It may very well be but here is why that doesn't matter at all

Trump Xi

I will be the first to admit that I've basically lost count on how many times we have actually been "close" to some form of a trade deal between the US and China over the course of this year. So, forgive me for being skeptical about the latest headline today (⬆️).

That said, markets have turned from risk-off to risk-on the report as trade hopes continue to fuel investors' appetite as we look to close out the year. The key question though, are things different this time around?

It's still tough to gauge that but given how both sides could do with a ceasefire and something to brag about, we could see some form of compromise in this "Phase One" deal.

However, don't expect the deal to be one that materially changes the landscape of the trade dispute between both countries. It is merely acting as a symbolic gesture to temporarily serve each other's agenda more than anything else.

What is going to be in the deal?

If we do see one, it will involve China purchasing more agricultural products from the US as well as some vague promises on opening up its economy and taking action on IP theft.

On the US' side of things, it will involve scraping the 15 December tariffs as well as rolling back some other tariffs previously enacted.

Those are the main issues to be focusing on when looking at the details of the deal.

What are the stumbling blocks preventing a deal now?

Yesterday, all of the above (i.e. agricultural purchases commitment and scale of tariffs rollback) were the sticking points that both sides could not agree on.

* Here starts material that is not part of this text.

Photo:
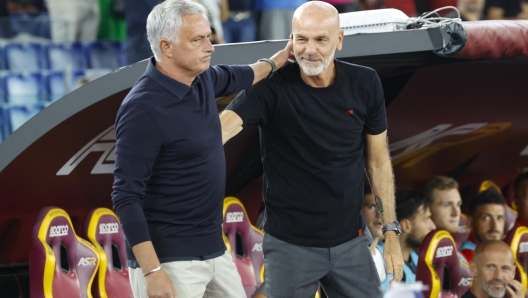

Today, those are still the same issues remaining despite what the report earlier hinted. The language said that both sides are "moving closer" to resolving the differences but as mentioned earlier, how many times in the past have we been "close" to a deal?

Yet, look where we are now. Basically running around in circles.

So, what happens now?

I want to say that risk trades are getting ahead of themselves and if there is no follow through commentary, we will see pessimism start to creep in back again. This isn't the first time markets reacted in such a manner and it arguably may not be the last.

However, just be wary of more headlines that could mess up the picture between now and 15 December - the deadline for the next set of tariffs.

A deal may yet potentially come and risk assets may cheer such news when it is announced but really, does it make a difference in the big picture?

A "Phase One" deal does not matter in the long-run

As mentioned above, the deal is merely a symbolic gesture indicating a ceasefire between both countries. Sure, both sides are giving up a little something but they are not taking away their main threats in the arsenal in the course of this war.

China isn't giving up anything material in terms of more structural issues and the US will still maintain that they will draw up more tariffs if China doesn't follow through.

As such, the contents of the deal is basically hollow as both sides could easily revert back to a "fighting stance" and we go back to square one again.

The deal is mainly to give Trump something to shout about in his election next year and to give China a bit of breathing room in dealing with economic challenges in the year ahead.

Beyond that, US-China tensions will continue to brew as seen with recent issues involving Hong Kong and Xinjiang over the past few weeks - among other things.

Once markets start to realise that and the fact that it won't provide a lasting reprieve to the global economy, it could very well hit hard on risk assets.

In fact, we may even see a 'buy the rumour, sell the fact' play on the deal itself as the details could very well disappoint market expectations - which I would say remains rather optimistic considering what is being priced in at the moment.